– Я уже догадался.
– Я хочу поговорить с Мандалай Блонд с глазу на глаз, без полиции.
– Так вот почему ты меня обхаживаешь? Чтобы добраться до нее?
– Честно говоря, по большей части да.
Мартина смешит искренность ответа.
– Ясно. Дай-ка подумать. А мне что с этого?
– Вероятно, ничего. Но для нее наш разговор может многое значить. Никак не пойму: зачем ей было отдавать дневник и подставляться? Не исключено, что я сумею снять обвинение.
– Как и адвокат.
– Ты отказываешься помогать?
– Да нет, конечно. Но скажи, как ты узнал, что Свифт на самом деле был Флинтом? И что ты здесь делаешь?
Гофинг отмалчивается. Для него такое поведение характерно. Вечно медлит с ответом, словно обдумывая последствия. Наконец он все же его дает. Голос звучит серьезно.
– Так и быть, поделюсь чем могу. Это не для прессы. Пока не время. Не исключено, что оно вообще не настанет.
– Как скажешь.
Гоффиг замолкает, в очередной раз взвешивая варианты, после чего со вздохом сдается.
– Все началось больше года назад. Разведывательная операция, в смысле. Подробности тебе ни к чему. По ходу дела всплыли два слова… мы даже не знали, имена или названия: одно – Свифт, второе – Риверсенд. И то, и другое нам ничего не говорило. Затем в штаб-квартиру АСБР явился Харли Снауч и разоблачил Байрона Свифта, опознал в нем Джулиана Флинта.
Мартин поворачивается к Гофингу и недоверчиво смотрит на него, причем так долго, что машина едва не выезжает на обочину прямой, как линейка, дороги.
– Повтори еще раз.
– Ты не ослышался. Именно Снауч сообщил нам, кто на самом деле Свифт.
– Все равно не понимаю. Как такое вообще возможно?
– Снауч приехал в Канберру год назад и ко всем, кто соглашался слушать, приставал с историей о том, что священник в его городке – какой-то самозванец-снайпер. Понятное дело, никто не воспринимал его всерьез. Ни копы, ни газетчики, ни мы. Никто. В конце концов он дошел до меня, и то лишь потому, что упомянул те два слова, Свифта и Риверсенд. Скажу честно: я посчитал, что он фантазер и тут просто совпадение, но проверить был обязан. Снауч говорил на удивление убедительно, и все звучало очень правдоподобно. Старик сказал, что Свифт любит пострелять, что он бывший военный. Что у него есть шрам, похожий на пулевой, и армейские татуировки.

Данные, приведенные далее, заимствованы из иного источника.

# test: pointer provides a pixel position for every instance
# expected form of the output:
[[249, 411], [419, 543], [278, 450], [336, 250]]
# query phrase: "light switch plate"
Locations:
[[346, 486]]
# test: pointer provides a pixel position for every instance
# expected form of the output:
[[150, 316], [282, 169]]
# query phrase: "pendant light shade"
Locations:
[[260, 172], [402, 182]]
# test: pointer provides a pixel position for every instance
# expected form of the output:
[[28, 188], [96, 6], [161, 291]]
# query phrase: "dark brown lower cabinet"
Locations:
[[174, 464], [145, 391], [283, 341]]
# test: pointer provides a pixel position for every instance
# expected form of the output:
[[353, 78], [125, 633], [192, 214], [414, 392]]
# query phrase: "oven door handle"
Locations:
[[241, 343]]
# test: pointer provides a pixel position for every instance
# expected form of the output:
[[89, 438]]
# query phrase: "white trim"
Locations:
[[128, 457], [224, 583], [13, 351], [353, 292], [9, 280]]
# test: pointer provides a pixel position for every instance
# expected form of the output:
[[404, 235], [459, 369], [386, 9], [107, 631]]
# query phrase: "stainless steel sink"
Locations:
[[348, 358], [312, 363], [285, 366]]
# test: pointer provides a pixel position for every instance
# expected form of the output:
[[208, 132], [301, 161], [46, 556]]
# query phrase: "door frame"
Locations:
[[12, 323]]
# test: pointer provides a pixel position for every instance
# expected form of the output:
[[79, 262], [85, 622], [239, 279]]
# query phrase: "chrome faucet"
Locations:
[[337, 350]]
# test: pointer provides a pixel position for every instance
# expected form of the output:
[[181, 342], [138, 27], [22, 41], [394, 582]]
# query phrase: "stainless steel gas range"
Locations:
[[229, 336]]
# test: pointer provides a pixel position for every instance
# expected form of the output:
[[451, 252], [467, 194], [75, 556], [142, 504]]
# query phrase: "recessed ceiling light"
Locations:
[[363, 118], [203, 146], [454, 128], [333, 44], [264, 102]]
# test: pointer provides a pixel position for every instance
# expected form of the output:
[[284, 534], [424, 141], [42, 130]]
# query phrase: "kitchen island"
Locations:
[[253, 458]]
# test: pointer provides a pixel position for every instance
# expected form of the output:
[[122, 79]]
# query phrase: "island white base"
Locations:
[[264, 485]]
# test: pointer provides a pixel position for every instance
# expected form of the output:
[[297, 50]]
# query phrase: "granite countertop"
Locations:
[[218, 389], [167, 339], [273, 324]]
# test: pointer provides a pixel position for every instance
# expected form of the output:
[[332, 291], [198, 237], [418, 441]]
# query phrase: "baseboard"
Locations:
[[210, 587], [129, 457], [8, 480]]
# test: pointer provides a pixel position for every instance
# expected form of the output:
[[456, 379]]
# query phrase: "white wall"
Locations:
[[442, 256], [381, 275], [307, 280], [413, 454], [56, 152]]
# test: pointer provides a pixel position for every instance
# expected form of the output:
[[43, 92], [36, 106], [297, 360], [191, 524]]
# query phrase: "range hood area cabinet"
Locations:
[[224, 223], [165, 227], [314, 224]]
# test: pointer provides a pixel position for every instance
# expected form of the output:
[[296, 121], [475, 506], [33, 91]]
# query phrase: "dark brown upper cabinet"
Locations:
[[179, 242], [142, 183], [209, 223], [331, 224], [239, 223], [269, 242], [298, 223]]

Я выслушал его, а потом отправил домой, однако на всякий случай попросил аналитика проверить имя. И вуаля! Она нашла сведения о смерти Байрона Свифта в Камбодже. Наконец хоть какой-то прогресс. Я снова обратился к Снаучу, благо он все еще был в Канберре. Показал ему альбомы с фотографиями бывших бойцов спецназа. Он тут же опознал Джулиана Флинта. Это имя мне ничего не говорило, но как только попало в систему, пошли тревожные звоночки. Флинт обвинялся в военных преступлениях, сбежал из-под стражи и, видимо, убивал, пока скрывался в Ираке.
– Ну и ну! Так почему вы его не арестовали? Свифта, то есть.
– Не успели. Пятница, конец рабочего дня. В воскресенье утром собрали экстренное совещание, привлекли разных специалистов. И прямо во время него пришла новость: Свифт застрелил людей возле церкви и погиб от пули местного констебля. Мы опоздали.
– Вот невезуха. А Снауч еще был в Канберре?
– Да. Так что с убийством туристок он вне подозрений. Снауч провел в Канберре целую неделю, разговаривал с полицией, с нами. Алиби лучше не придумаешь.
– Мне он сообщил, что был в Мельбурне. Лежал в больнице с пневмонией.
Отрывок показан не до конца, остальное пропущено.